Lesions outside the lung were rarely seen before the AIDS epidemic, but they now appear with some regularity in this patient population. The sites most often involved are lymph nodes, bone marrow, spleen, liver, eyes, thyroid, adrenal glands, gastrointestinal tract, and kidneys. The extrapulmonary clinical manifestations range from incidental autopsy findings to progressive multisystem disease.

DIAGNOSIS

Definite diagnosis of pneumocystosis depends on finding organisms of typical morphology in appropriate specimens. Because the pathologic process is alveolar rather than bronchial, the organisms are not readily seen in expectorated specimens such as sputum. The diagnostic yield is much better from specimens obtained by more invasive procedures.
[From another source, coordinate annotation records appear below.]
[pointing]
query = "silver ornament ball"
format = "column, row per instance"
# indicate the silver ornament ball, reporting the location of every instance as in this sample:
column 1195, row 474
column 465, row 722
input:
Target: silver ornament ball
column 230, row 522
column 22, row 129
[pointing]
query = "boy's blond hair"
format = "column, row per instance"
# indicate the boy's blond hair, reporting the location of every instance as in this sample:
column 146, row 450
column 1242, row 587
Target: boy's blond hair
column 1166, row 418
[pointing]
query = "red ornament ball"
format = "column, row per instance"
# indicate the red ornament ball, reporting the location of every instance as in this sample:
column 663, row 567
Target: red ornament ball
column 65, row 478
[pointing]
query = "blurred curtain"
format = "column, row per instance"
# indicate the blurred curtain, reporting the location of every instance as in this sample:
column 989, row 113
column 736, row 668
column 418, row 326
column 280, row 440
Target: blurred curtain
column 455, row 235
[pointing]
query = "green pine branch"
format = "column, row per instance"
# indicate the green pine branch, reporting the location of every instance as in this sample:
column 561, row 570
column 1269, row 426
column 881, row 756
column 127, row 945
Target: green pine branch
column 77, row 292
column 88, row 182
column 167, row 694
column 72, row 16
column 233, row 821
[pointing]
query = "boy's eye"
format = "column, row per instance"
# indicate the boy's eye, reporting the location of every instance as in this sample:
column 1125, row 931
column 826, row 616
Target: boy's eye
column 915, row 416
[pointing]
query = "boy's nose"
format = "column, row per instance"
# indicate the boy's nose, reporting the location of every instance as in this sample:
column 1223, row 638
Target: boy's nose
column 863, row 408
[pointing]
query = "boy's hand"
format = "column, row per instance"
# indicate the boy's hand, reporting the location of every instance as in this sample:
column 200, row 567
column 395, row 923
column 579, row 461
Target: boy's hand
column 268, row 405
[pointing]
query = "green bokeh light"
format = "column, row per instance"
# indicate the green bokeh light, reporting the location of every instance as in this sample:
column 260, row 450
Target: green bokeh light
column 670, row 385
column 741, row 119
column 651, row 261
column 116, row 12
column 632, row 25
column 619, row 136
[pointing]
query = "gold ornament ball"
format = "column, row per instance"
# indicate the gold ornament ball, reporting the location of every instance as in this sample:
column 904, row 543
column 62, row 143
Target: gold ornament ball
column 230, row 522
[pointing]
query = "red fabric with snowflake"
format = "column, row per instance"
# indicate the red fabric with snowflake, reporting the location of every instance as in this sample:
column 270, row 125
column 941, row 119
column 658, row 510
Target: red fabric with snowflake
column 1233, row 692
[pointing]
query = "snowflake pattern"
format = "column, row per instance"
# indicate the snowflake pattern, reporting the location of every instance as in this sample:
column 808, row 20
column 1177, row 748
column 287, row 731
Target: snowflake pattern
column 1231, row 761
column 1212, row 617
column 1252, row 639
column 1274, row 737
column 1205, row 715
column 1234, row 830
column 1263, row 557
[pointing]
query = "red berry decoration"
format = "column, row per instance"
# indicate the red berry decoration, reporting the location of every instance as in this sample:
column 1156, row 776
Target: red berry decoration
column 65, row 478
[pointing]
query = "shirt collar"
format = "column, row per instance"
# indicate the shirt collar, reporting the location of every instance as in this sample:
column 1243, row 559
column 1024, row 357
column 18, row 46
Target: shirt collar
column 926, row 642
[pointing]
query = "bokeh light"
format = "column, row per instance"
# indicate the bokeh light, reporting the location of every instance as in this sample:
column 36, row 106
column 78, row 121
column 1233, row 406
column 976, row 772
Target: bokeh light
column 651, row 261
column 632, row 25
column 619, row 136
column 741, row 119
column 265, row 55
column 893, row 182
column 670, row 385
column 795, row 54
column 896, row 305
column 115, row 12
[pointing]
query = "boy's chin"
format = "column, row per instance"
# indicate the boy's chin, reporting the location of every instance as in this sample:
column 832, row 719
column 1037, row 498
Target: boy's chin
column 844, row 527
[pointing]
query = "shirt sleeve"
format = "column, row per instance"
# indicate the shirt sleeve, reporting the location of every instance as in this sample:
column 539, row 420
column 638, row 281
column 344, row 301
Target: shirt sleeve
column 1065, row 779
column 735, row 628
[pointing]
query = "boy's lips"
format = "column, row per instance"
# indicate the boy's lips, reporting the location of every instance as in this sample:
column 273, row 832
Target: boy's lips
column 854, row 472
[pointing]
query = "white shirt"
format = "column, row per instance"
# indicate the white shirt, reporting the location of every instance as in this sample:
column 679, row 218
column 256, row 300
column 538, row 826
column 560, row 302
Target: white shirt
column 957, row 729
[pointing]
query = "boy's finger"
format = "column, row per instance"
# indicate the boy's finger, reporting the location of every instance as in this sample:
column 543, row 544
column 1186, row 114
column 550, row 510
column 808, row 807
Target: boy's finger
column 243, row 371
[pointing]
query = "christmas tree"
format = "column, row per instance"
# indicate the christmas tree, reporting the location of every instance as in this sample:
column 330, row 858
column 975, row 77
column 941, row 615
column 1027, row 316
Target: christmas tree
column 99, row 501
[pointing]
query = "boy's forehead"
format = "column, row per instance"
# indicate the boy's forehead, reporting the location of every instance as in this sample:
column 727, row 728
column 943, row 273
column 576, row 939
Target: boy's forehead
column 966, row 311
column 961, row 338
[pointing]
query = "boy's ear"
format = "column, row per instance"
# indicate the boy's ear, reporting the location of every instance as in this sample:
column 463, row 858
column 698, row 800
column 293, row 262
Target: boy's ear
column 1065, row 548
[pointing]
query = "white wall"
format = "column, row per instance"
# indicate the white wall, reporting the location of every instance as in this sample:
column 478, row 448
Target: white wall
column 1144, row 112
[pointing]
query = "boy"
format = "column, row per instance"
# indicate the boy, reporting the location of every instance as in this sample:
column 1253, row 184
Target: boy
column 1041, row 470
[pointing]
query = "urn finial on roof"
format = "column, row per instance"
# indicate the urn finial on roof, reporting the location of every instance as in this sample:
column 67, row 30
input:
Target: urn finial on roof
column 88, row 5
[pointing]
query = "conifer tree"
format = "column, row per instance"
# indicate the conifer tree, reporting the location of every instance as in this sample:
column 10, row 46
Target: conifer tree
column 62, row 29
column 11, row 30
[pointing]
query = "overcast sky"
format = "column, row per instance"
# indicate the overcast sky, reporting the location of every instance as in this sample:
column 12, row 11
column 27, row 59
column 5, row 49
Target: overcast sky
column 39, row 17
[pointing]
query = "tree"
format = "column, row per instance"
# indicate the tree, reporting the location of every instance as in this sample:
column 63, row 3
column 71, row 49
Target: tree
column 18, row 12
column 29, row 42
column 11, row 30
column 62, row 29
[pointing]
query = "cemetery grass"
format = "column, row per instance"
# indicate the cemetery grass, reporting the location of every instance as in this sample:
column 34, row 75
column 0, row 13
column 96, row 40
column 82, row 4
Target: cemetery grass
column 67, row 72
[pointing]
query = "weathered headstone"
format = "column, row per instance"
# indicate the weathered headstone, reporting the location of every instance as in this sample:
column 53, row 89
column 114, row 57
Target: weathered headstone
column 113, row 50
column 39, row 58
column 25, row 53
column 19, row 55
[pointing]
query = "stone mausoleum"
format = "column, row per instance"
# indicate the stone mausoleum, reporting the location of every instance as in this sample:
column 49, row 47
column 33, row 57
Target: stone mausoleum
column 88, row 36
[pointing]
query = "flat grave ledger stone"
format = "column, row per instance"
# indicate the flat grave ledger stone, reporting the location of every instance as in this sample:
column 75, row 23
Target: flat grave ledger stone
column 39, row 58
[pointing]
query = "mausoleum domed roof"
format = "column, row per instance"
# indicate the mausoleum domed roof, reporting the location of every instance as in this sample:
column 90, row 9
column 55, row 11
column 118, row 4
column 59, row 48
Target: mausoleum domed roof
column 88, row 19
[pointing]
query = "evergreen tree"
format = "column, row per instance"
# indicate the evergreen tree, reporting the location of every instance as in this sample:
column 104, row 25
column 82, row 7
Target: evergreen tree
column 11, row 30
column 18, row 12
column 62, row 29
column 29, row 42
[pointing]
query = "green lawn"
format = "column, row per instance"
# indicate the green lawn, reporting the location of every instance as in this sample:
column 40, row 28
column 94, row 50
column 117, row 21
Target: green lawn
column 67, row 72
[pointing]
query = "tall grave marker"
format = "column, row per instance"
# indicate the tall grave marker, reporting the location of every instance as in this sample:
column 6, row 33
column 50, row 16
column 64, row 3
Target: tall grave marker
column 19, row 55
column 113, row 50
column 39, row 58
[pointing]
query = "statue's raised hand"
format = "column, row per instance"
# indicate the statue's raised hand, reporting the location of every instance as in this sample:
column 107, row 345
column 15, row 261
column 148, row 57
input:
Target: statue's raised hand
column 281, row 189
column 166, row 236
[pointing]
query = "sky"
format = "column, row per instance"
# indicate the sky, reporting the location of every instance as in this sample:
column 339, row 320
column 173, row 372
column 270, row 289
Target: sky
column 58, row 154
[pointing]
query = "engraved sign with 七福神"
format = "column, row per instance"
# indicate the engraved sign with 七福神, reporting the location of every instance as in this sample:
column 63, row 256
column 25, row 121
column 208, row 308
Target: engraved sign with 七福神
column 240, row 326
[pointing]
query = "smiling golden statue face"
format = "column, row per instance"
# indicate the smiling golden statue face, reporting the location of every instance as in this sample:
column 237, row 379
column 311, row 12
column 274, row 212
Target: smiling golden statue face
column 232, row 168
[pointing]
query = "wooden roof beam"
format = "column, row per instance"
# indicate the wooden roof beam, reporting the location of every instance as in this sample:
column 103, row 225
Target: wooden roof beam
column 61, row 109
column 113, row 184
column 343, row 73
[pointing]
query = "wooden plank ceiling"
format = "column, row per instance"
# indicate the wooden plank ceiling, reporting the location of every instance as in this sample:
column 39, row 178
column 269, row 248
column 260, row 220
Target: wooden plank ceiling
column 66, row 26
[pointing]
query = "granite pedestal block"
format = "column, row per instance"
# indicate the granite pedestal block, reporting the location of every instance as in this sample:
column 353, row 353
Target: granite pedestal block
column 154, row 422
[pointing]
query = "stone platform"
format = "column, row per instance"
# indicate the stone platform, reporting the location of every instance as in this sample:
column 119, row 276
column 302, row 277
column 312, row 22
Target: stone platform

Of these, bronchoalveolar lavage (BAL) gives the best results with the least morbidity. Percutaneous needle aspiration of the lung, transbronchial biopsy, and open lung biopsy, though somewhat more sensitive techniques, are accompanied by more complications, including pneumothorax and hemothorax.

Pneumocystis can be demonstrated by a variety of staining procedures. The standard stain is methenamine silver (Figure 46–9), but direct fluorescent antibody (DFA) method, if available, is slightly more sensitive. Laboratories often perform a rapid stain (Wright, Giemsa, Papanicolaou) first and confirm by methenamine silver or DFA later. Methods developed for detection of Pneumocystis DNA in BAL and other specimens by polymerase chain reaction may soon be practical for clinical laboratories. The detection of fungal antigens in the blood, such as β-D glucan, supports the diagnosis.

TREATMENT AND PREVENTION

The fixed combination of trimethoprim and sulfamethoxazole (TMP-SMX) is the treatment of choice for all forms of pneumocystosis. It is administered orally or intravenously for 14 to 21 days. Patients with AIDS receive the longer course because they start with a higher organism burden, respond more slowly, and suffer relapse more often. Unfortunately, patients with AIDS have a high incidence of adverse effects to TMP-SMX, particularly the sulfonamide component. This requires the use of other antimicrobials (eg, clindamycin, primaquine, dapsone) alone or in combination with trimethoprim. Adjunctive corticosteroids in hypoxic patients with PCP results in improved survival, likely due to prevention of an excessive immune reaction to dying microbes.

Low-dose administration of TMP-SMX has been shown to significantly decrease the incidence of PCP in high-risk patients and prevents relapse in patients with AIDS. This chemoprophylaxis is indicated for patients who have CD4+ lymphocyte counts lower than 200/mm³, unexplained fever, or a previous episode of PCP. Chemoprophylaxis for PCP is also used in solid-organ transplant patients immediately after transplantation and during treatment for allograft rejection.